Definition of polynomials, polynomial function and commutativity

Question

When multiplying polynomials in a ring using the definition we get $(a_0,a_1,...)(b_0,b_1,...)=(c_0,c_1,..)$ where $\displaystyle c_n=\sum_{m=0}^{n}a_mb_{n-m}$ and $x$ is $x=(0,1,0,...)$. Now consider the ring of quaternions and the polynmial $$ f(x)=x^2-(i+j)x+k $$ This polynomial can be factored a such $$(x-i)(x-j)=(-i,1)(-j,1)=((-i)(-j),-i-j,1)=(k,-(i+j),1)=x^2-(i+j)x+k $$ Using the definition.
Now if we try to expand $(x-i)(x-j)$ considering $x$ a quartenion we get $$(x-i)(x-j)=x^2-xj-ix+ij $$ This way $xj\neq jx $.
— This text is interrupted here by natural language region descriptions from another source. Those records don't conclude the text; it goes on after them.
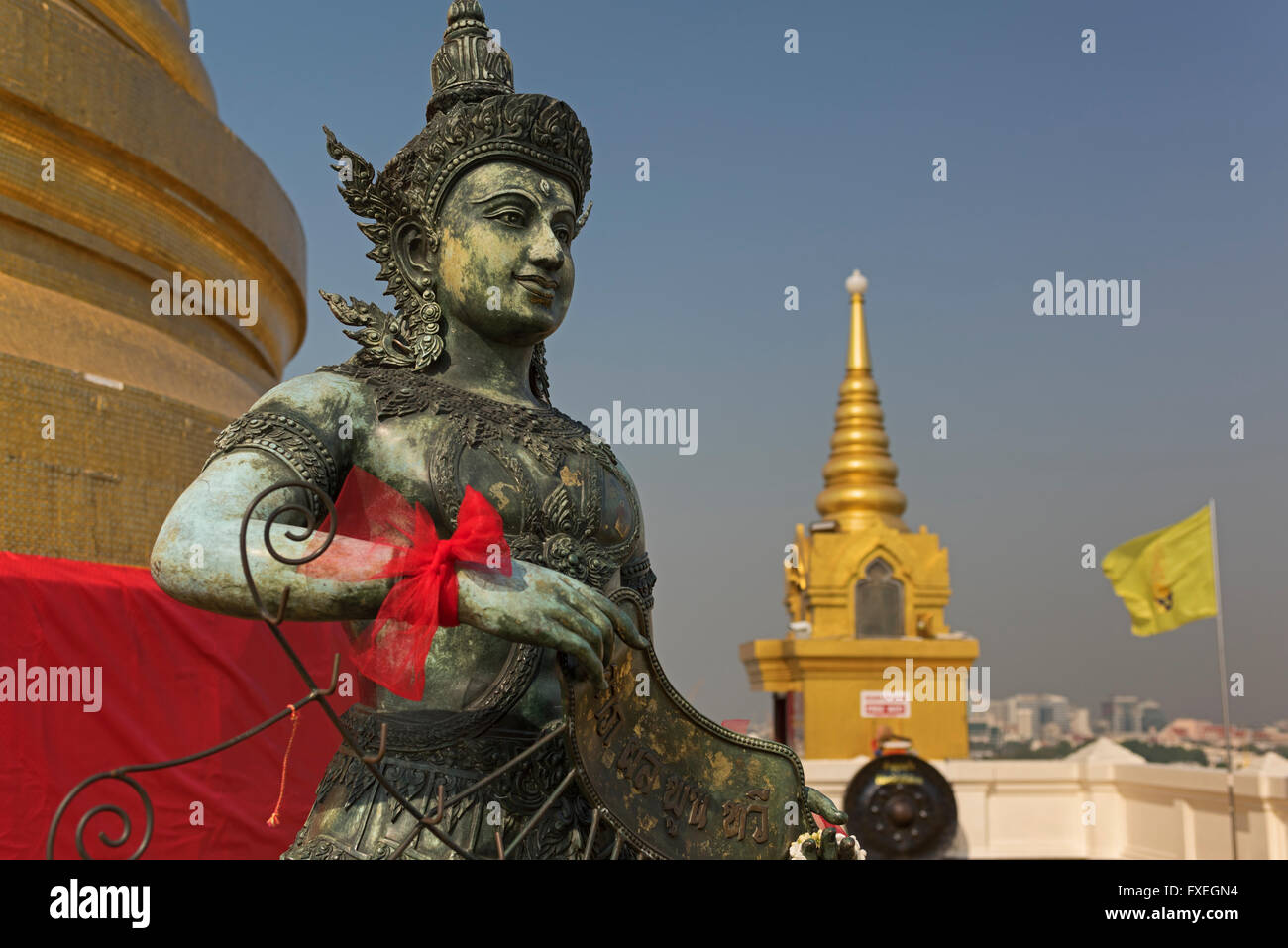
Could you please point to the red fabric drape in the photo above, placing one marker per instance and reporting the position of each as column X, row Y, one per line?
column 174, row 681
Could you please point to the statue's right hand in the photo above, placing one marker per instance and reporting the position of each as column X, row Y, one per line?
column 542, row 607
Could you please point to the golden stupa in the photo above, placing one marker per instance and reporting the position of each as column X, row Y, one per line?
column 864, row 595
column 116, row 172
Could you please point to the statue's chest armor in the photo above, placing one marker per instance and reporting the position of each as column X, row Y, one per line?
column 563, row 500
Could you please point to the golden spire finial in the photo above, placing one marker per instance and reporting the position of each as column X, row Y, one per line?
column 859, row 476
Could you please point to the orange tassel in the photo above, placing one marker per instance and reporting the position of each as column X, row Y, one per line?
column 275, row 819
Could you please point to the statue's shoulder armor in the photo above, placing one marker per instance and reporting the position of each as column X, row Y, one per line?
column 546, row 432
column 307, row 423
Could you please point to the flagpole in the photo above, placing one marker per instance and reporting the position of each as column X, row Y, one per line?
column 1225, row 690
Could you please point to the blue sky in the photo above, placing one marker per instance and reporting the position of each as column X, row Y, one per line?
column 772, row 170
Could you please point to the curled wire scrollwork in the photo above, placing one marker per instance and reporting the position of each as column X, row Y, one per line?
column 273, row 620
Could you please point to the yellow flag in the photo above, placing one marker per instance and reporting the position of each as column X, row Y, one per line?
column 1164, row 579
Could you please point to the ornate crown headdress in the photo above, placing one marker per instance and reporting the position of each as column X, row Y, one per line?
column 473, row 116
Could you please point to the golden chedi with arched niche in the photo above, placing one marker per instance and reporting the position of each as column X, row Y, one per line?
column 864, row 594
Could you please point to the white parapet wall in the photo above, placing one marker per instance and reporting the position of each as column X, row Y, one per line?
column 1106, row 804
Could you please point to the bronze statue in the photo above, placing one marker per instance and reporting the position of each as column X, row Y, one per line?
column 472, row 224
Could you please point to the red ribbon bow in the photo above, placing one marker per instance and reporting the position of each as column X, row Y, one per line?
column 375, row 523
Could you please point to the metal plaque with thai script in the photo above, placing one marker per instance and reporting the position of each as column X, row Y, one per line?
column 675, row 784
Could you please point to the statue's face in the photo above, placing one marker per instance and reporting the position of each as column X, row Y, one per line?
column 503, row 260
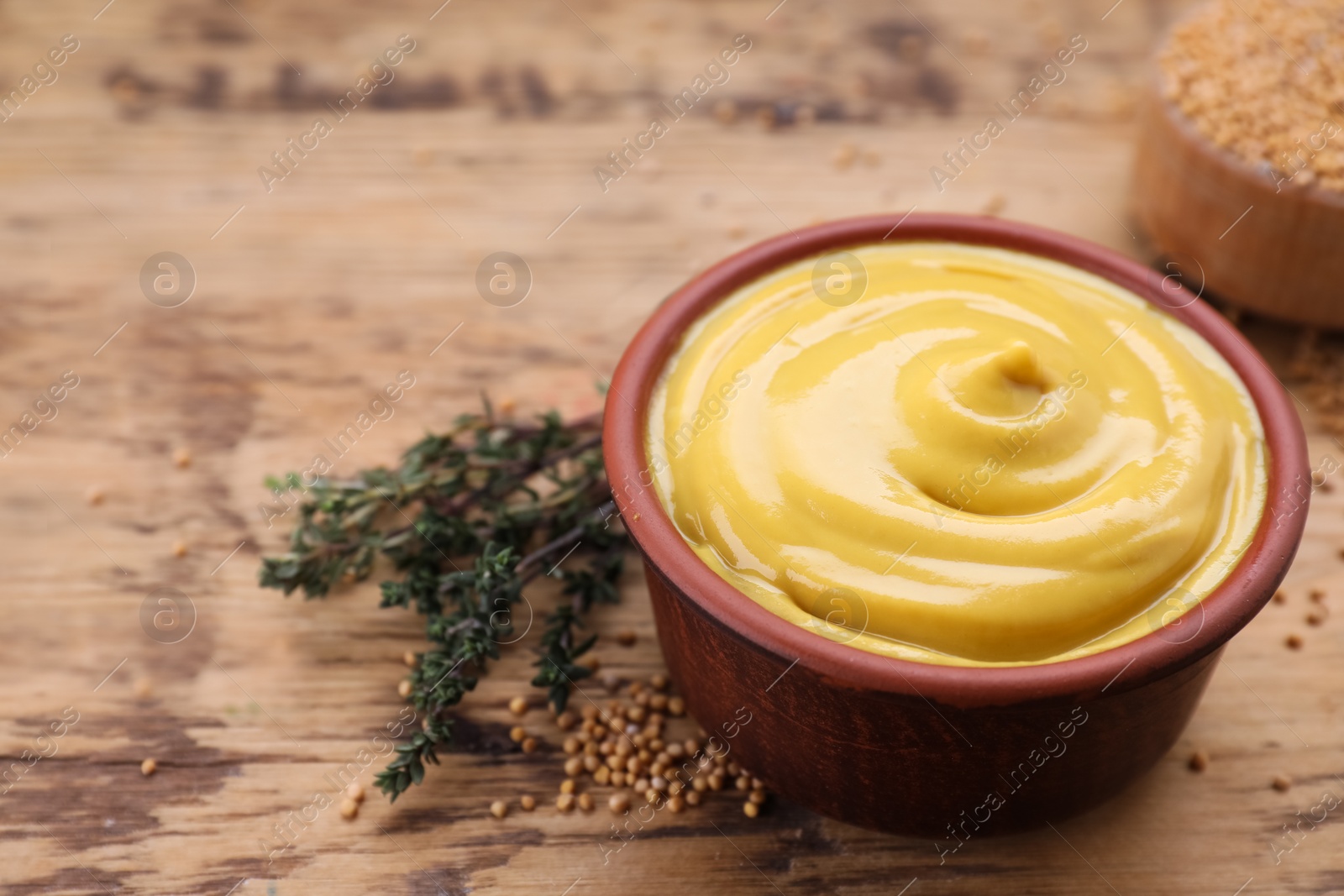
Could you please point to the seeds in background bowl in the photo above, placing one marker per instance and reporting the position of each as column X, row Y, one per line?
column 1261, row 80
Also if we put in the value $x=i$ we get $$ f(i)=i^2-(i+j)i+k=2k $$ But if we use the factorazation for $x=i$ we get $$ (i-i)(i-j)=0 $$ I think this happens because the definition of polynomials "implies" commutativity between $x$ and the coefficients under multiplication and when using the polynomial function this isn't always the case because $x$ becomes an element of the ring. If somebody could clear things out a bit for me i would be thankfull.